I know I have made a Crema de Fruta recipe in the past, this one’s the cupcake version and I’ve updated the crema recipe since a pudding mix is not readily available here in Manila. The crema recipe here is made of easy to find ingredients.
While Crema de Fruta has always been associated with holidays, we all know we can make it anytime (by we, I mean me. I make this dessert any time of the year). Especially that this one is a no bake version. Want to see how I made it?
In this no-bake version of Crema de Fruta Cupcakes, divide a mamon horizontally so that we have two thin round cakes. Using a round cookie cutter, cut a round piece and place in the baking cup. I used a round 2 inch cutter. In this recipe, I used 6 mamon from Monde. Of course, not all will have the perfect round cake, some will have the uneven cuts but that should be okay, the cupcakes will be devoured in seconds, I tell you. The mamon I used will be enough to make 17 creme de fruta cupcakes. Set these aside.
To make the crema part, I pattered this after the yema filling but less yolk and added cornstarch.
In a sauce pan (I used our trusty kawali), combine together condensed milk butter and egg yolks and cook in low heat.
In a small bowl, mix together 1 1/2 cups of water and the cornstarch – do this step before adding to the milk and egg yolks mixture since cornstarch doesn’t melt when heated. Add water/cornstarch to the milk and egg yolks mixture. I used Jolly Condensada for this recipe.
Stir constantly. At some point it will be bubbly. Once the bubbles start disappearing, it will be almost ready. The creme will cook in about 20 minutes. The texture we are looking for is thick and slightly jiggly.
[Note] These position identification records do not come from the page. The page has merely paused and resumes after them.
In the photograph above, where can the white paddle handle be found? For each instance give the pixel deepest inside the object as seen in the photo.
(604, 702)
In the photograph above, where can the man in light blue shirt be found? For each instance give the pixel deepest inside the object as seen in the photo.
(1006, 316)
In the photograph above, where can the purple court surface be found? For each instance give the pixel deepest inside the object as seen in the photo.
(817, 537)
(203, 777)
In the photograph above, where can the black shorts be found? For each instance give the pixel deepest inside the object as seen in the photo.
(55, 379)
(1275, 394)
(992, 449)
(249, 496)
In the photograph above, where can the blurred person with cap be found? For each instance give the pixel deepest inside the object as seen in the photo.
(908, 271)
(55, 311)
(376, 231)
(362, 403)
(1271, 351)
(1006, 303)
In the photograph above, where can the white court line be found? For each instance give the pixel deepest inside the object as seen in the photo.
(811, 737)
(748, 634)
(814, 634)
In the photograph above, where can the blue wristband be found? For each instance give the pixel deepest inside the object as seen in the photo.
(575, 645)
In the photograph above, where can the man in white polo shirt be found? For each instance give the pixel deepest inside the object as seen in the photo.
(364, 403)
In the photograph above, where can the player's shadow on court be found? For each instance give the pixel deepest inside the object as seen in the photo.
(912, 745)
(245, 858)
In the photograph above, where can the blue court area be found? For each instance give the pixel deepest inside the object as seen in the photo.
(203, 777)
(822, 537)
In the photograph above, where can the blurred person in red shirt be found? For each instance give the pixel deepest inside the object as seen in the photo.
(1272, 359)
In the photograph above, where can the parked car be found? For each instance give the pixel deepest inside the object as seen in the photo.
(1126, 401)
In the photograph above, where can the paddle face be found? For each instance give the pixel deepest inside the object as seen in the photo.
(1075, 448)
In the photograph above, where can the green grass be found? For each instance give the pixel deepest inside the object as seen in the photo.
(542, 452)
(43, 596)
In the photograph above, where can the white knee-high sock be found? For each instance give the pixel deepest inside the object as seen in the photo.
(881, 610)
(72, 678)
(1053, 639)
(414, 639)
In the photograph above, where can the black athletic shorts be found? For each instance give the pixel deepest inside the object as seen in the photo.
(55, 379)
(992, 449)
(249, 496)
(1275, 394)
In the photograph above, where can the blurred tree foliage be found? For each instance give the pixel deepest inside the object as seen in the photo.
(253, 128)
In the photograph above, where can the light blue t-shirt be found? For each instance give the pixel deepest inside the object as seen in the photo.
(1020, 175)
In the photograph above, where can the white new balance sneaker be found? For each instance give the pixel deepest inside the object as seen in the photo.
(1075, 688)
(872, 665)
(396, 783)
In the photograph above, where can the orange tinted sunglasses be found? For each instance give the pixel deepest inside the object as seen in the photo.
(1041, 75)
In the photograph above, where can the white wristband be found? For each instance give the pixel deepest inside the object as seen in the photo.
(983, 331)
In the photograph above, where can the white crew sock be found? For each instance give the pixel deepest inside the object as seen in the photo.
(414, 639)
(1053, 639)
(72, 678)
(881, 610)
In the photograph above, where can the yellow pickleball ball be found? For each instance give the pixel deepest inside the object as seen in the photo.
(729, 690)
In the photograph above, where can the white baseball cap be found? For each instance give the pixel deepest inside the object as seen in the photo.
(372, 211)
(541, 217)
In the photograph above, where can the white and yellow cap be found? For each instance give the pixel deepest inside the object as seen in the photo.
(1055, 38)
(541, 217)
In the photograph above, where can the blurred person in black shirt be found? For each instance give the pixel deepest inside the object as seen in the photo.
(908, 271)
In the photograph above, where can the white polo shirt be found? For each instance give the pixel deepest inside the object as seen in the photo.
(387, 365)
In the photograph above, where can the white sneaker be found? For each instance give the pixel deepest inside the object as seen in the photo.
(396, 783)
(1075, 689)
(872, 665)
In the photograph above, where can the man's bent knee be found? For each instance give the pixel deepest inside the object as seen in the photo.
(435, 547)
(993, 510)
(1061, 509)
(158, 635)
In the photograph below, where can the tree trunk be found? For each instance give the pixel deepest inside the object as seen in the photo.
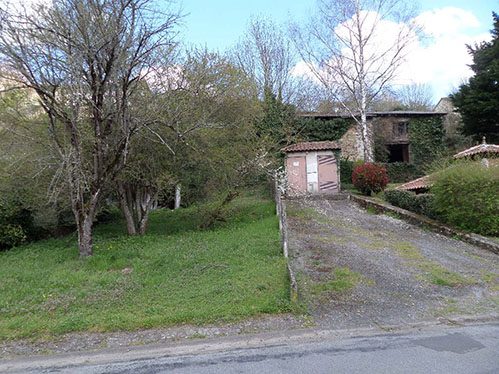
(126, 207)
(143, 223)
(84, 225)
(178, 195)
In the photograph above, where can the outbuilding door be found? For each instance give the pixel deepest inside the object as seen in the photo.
(296, 168)
(328, 174)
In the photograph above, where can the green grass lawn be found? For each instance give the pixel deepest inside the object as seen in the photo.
(175, 274)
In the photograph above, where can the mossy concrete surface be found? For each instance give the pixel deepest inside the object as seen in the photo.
(355, 268)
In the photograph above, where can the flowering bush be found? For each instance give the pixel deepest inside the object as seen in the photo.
(369, 178)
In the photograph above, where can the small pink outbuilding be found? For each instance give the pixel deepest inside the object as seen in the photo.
(312, 168)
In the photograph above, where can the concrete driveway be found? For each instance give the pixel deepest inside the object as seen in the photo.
(357, 269)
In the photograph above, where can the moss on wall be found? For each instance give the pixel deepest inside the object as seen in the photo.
(311, 129)
(426, 137)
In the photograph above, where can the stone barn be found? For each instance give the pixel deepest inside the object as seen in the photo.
(312, 168)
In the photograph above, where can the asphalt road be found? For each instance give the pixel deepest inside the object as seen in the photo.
(466, 349)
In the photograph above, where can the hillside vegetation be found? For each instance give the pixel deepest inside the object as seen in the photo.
(177, 273)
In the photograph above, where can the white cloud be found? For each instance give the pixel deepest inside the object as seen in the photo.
(446, 21)
(441, 60)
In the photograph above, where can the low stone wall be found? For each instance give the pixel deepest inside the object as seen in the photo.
(422, 221)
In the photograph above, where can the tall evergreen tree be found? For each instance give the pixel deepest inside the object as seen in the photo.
(478, 100)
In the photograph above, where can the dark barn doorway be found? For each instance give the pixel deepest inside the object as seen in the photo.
(398, 152)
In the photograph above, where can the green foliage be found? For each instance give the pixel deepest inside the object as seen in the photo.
(311, 129)
(381, 152)
(369, 178)
(401, 172)
(478, 100)
(426, 135)
(175, 274)
(346, 170)
(417, 203)
(467, 197)
(12, 219)
(274, 125)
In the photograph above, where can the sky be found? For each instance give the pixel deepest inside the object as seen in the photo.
(440, 62)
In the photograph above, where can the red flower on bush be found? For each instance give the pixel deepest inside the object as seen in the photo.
(369, 178)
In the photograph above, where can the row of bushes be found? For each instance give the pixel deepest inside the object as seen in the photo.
(464, 195)
(420, 204)
(397, 172)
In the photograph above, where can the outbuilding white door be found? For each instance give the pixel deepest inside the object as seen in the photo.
(328, 174)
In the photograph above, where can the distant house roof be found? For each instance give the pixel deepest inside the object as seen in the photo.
(416, 184)
(396, 113)
(483, 148)
(310, 146)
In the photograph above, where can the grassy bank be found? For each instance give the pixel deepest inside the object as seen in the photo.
(175, 274)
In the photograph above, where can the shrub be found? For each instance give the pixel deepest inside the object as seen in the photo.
(369, 178)
(12, 219)
(426, 135)
(420, 204)
(467, 197)
(401, 172)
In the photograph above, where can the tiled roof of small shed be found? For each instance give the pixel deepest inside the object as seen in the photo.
(483, 148)
(416, 184)
(310, 146)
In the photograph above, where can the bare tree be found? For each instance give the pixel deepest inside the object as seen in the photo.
(85, 60)
(354, 49)
(196, 98)
(265, 54)
(416, 96)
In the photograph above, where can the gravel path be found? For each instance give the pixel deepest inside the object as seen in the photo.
(359, 269)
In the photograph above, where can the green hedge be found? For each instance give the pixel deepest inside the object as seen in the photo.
(401, 172)
(15, 224)
(397, 172)
(420, 204)
(467, 197)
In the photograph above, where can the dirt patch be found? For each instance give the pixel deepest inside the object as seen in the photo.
(399, 273)
(85, 341)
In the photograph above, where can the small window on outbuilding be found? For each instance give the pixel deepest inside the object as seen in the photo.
(400, 129)
(398, 152)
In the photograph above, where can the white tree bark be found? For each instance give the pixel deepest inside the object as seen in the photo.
(178, 195)
(346, 51)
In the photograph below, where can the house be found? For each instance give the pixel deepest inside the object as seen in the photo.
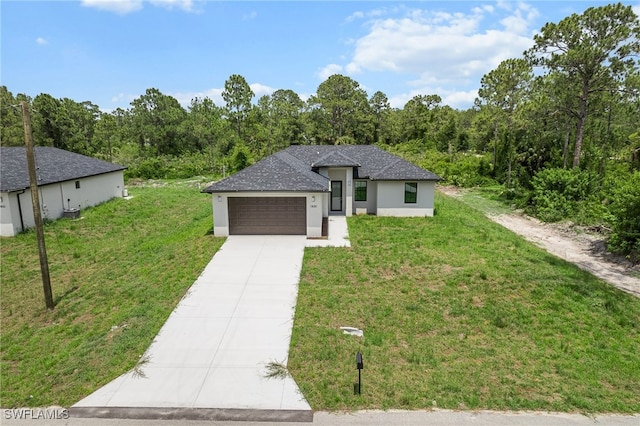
(67, 182)
(292, 191)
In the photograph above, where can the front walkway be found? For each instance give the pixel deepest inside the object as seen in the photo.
(338, 234)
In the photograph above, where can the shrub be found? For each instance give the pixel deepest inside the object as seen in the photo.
(625, 212)
(558, 192)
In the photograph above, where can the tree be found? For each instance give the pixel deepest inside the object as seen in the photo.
(501, 91)
(596, 49)
(157, 120)
(238, 95)
(344, 104)
(11, 130)
(380, 107)
(418, 117)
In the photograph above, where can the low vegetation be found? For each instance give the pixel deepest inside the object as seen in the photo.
(116, 274)
(459, 313)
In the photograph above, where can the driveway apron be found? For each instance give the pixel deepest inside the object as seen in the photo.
(209, 360)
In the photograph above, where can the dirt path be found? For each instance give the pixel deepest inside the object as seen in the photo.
(585, 250)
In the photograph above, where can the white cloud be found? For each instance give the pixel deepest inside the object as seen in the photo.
(121, 7)
(186, 5)
(448, 52)
(329, 70)
(260, 90)
(249, 16)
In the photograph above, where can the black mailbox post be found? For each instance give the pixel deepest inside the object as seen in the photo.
(357, 387)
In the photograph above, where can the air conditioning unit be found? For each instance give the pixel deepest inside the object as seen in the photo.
(71, 213)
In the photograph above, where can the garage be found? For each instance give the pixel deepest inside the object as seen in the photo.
(267, 215)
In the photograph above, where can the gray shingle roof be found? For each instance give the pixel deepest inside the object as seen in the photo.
(291, 169)
(53, 165)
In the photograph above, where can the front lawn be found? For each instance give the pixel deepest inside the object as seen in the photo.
(460, 313)
(116, 275)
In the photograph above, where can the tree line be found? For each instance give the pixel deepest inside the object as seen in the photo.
(562, 119)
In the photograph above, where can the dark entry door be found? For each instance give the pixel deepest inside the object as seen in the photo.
(336, 195)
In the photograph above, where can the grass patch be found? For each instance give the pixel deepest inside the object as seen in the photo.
(460, 313)
(116, 274)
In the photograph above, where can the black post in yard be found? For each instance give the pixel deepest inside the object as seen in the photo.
(357, 387)
(35, 201)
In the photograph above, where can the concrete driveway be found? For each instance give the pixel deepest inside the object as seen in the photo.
(209, 359)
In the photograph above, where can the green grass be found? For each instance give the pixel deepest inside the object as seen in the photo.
(116, 275)
(460, 313)
(457, 312)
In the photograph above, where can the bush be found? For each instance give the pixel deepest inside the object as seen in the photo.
(169, 167)
(625, 212)
(557, 193)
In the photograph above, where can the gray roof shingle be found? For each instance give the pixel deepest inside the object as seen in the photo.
(292, 169)
(53, 165)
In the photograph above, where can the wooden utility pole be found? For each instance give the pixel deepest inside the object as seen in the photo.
(35, 201)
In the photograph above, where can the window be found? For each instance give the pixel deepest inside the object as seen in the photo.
(410, 192)
(361, 190)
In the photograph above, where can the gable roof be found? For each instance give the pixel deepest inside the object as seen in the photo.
(53, 165)
(293, 169)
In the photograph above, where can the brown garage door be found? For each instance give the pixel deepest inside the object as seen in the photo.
(267, 215)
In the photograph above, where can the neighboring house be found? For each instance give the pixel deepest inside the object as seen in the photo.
(292, 191)
(67, 182)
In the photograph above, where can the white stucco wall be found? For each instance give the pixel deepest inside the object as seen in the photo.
(370, 205)
(56, 197)
(7, 228)
(315, 206)
(390, 199)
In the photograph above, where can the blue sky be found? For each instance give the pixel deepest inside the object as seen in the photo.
(110, 51)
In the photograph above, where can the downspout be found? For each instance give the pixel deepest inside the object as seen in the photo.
(20, 210)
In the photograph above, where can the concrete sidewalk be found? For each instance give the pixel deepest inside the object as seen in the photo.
(371, 418)
(338, 234)
(209, 359)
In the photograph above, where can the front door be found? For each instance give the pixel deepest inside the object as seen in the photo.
(336, 195)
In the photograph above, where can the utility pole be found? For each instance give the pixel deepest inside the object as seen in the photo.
(35, 201)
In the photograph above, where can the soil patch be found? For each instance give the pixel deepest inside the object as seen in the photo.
(574, 244)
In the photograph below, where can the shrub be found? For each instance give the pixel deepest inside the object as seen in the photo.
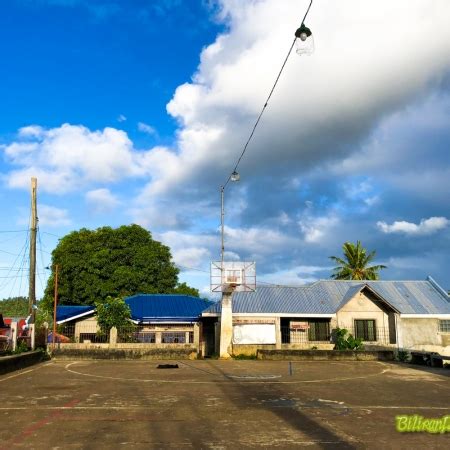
(344, 342)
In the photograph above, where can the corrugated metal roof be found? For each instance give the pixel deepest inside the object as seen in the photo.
(64, 312)
(170, 307)
(150, 307)
(328, 296)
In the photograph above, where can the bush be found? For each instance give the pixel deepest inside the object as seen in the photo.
(402, 356)
(344, 342)
(243, 356)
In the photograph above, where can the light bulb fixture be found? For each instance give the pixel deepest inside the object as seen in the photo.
(305, 40)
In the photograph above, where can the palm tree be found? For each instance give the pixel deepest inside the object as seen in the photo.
(355, 265)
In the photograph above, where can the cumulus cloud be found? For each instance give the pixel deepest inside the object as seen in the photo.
(102, 200)
(145, 128)
(317, 229)
(70, 156)
(48, 216)
(426, 226)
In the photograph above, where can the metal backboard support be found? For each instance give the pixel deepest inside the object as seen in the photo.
(233, 276)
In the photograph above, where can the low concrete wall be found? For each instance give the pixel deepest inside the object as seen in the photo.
(325, 355)
(250, 349)
(20, 361)
(99, 351)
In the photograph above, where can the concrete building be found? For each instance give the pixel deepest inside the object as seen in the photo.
(159, 319)
(410, 315)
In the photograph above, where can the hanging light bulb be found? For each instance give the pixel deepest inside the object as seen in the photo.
(305, 40)
(235, 176)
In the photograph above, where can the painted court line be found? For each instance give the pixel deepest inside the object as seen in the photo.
(146, 408)
(25, 372)
(226, 378)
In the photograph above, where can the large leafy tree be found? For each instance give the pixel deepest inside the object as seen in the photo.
(14, 307)
(95, 264)
(355, 264)
(112, 312)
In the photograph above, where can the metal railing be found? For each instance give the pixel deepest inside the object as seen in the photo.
(83, 334)
(375, 336)
(372, 336)
(152, 335)
(304, 336)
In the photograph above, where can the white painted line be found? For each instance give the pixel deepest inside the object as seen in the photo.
(225, 379)
(146, 408)
(24, 372)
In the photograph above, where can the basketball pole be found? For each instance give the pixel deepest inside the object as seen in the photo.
(222, 226)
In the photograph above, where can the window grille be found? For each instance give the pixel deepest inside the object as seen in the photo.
(444, 326)
(319, 331)
(173, 338)
(366, 330)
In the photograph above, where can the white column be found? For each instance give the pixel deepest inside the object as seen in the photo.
(113, 337)
(197, 336)
(226, 326)
(14, 335)
(277, 333)
(33, 335)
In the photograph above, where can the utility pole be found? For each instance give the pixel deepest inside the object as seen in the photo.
(54, 307)
(33, 232)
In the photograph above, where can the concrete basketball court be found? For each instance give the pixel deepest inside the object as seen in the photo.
(219, 405)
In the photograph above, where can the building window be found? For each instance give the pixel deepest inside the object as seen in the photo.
(444, 326)
(366, 330)
(319, 331)
(146, 337)
(173, 338)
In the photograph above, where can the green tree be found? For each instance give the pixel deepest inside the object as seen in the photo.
(355, 264)
(184, 289)
(95, 264)
(14, 307)
(112, 312)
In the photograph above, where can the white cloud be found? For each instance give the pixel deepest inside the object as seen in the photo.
(145, 128)
(295, 276)
(51, 216)
(191, 257)
(33, 131)
(317, 229)
(71, 156)
(426, 226)
(102, 200)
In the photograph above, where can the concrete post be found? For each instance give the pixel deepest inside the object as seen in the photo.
(32, 335)
(217, 338)
(113, 337)
(14, 336)
(197, 336)
(277, 333)
(226, 326)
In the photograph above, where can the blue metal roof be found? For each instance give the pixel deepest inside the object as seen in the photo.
(64, 312)
(166, 307)
(328, 296)
(150, 308)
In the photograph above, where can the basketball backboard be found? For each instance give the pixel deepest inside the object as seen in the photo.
(233, 276)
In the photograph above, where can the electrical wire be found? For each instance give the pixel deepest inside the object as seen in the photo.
(266, 103)
(42, 258)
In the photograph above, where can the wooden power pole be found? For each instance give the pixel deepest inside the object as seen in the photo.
(33, 232)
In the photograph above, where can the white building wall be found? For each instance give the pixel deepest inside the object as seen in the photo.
(423, 334)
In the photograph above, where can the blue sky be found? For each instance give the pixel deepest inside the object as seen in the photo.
(136, 111)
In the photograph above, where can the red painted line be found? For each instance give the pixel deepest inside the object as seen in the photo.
(38, 425)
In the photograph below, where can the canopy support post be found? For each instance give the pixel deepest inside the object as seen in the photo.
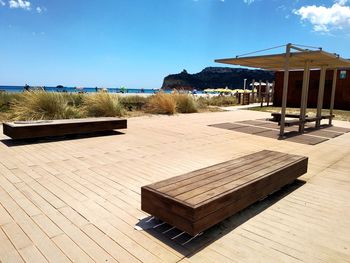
(334, 84)
(304, 96)
(285, 89)
(320, 96)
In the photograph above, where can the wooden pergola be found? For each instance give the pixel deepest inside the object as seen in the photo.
(301, 59)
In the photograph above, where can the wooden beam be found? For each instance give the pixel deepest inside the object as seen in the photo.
(285, 89)
(304, 96)
(320, 95)
(334, 84)
(260, 97)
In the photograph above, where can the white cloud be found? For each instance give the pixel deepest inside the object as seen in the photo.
(20, 4)
(325, 19)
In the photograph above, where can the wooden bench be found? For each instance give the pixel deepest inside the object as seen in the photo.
(195, 201)
(37, 129)
(276, 116)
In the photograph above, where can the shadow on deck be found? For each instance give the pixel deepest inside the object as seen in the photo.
(13, 143)
(189, 246)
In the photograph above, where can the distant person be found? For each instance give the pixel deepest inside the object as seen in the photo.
(26, 87)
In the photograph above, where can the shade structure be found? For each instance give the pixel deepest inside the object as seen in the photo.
(300, 59)
(275, 62)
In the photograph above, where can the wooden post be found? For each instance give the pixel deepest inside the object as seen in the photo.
(334, 84)
(285, 89)
(272, 91)
(304, 96)
(267, 93)
(320, 96)
(260, 97)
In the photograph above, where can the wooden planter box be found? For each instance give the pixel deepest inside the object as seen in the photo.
(37, 129)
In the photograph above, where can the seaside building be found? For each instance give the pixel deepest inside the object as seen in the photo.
(342, 91)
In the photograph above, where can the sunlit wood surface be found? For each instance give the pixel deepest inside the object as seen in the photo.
(79, 199)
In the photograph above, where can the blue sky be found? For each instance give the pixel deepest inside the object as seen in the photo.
(137, 43)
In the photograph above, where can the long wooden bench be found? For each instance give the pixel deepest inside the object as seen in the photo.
(37, 129)
(195, 201)
(276, 116)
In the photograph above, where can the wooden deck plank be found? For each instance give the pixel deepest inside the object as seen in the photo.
(32, 254)
(8, 253)
(53, 175)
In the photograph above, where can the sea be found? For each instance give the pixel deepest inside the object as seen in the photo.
(17, 89)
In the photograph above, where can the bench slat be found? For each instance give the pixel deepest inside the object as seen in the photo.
(210, 183)
(186, 176)
(197, 207)
(209, 176)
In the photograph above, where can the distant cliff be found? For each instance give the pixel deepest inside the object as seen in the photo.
(216, 77)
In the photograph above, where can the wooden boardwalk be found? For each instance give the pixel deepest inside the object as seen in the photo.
(79, 200)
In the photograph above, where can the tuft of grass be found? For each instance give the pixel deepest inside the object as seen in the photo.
(185, 103)
(222, 101)
(219, 101)
(161, 103)
(102, 105)
(41, 105)
(133, 102)
(74, 99)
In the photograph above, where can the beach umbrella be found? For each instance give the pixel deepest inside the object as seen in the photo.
(209, 90)
(224, 90)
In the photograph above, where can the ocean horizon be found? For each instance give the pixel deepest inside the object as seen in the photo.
(18, 89)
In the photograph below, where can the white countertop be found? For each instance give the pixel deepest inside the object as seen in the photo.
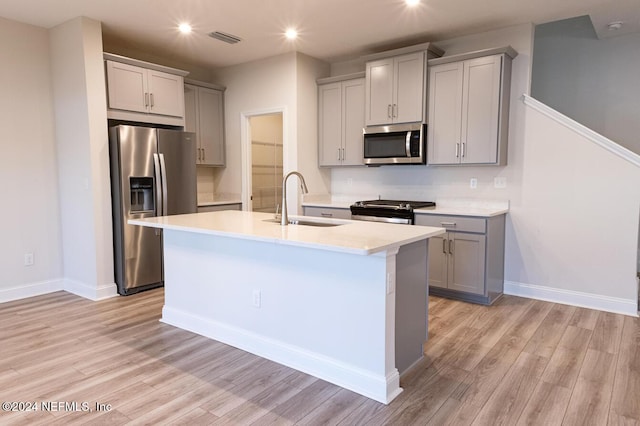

Now, cook the gelatin per package instructions. I used Alsa Gulaman in green, one box. Instead of cooking it in 1 3/4 cups of water, I cooked it in two cups resulting in a softer gelatin.
To assemble, brush mamon (in the baking cups) with the fruit cocktail syrup, so it’s moist. Add two tablespoons of crema in each cup. Add fruits from the fruit cocktail (fruits should have been drained), arrange it festively (though my definition of “arrange it festively” is to put a cherry in the center, but it’s your choice however way you want it). I used Del Monte Fiesta Fruit Cocktail (836 grams) for this recipe. You’re welcome to just use peaches and cherries or whatever fruits you have on hand.
Lastly, pour cooked gelatin up to the brim, until it can hold no more. I say up to the brim because once chilled, the gelatin will shrink, so it’s better to put enough so it won’t look bitin.
Chill cupcakes a minimum of 4 hours to allow the gelatin to set.
- 6 pieces mamon
- 2 yolks
- 1 tablespoon butter
- 1 can condensed milk (300ml)
- 1 1/2 cups water
- 1/4 cup cornstarch
- 1 1/2 tsp vanilla
- 1 can fruit cocktail (836g), drained, ave the syrup.
- 1 box gulaman (plus 2 cups water)
- To prepare the mamon base, divide the mammon evenly into 17 baking cups. Set aside.
- To prepare the cream, pour the condensed milk in a sauce pan, add butter and egg yolks (lightly beaten). In a small bowl, mix together 1 1/2 cups water and cornstarch. Pour water/cornstarch mixture into the sauce pan with condensed milk and cook in low heat. Once bubbles disappears it will be almost ready, in about 20 minutes. Remove from heat and add vanilla extract. Let it cool.
- Cook gulaman per package instructions, but instead of 1 3/4 cups, cook gelatin in 2 cups of water.
- To assemble, brush syrup into the mamon in the prepared baking cups. Add 2 tablespoons cream in each cup. Add enough fruits until it reaches the top and fill with gelatin.
- Refrigerate cupcakes a minimum of four hours to set the cupcakes.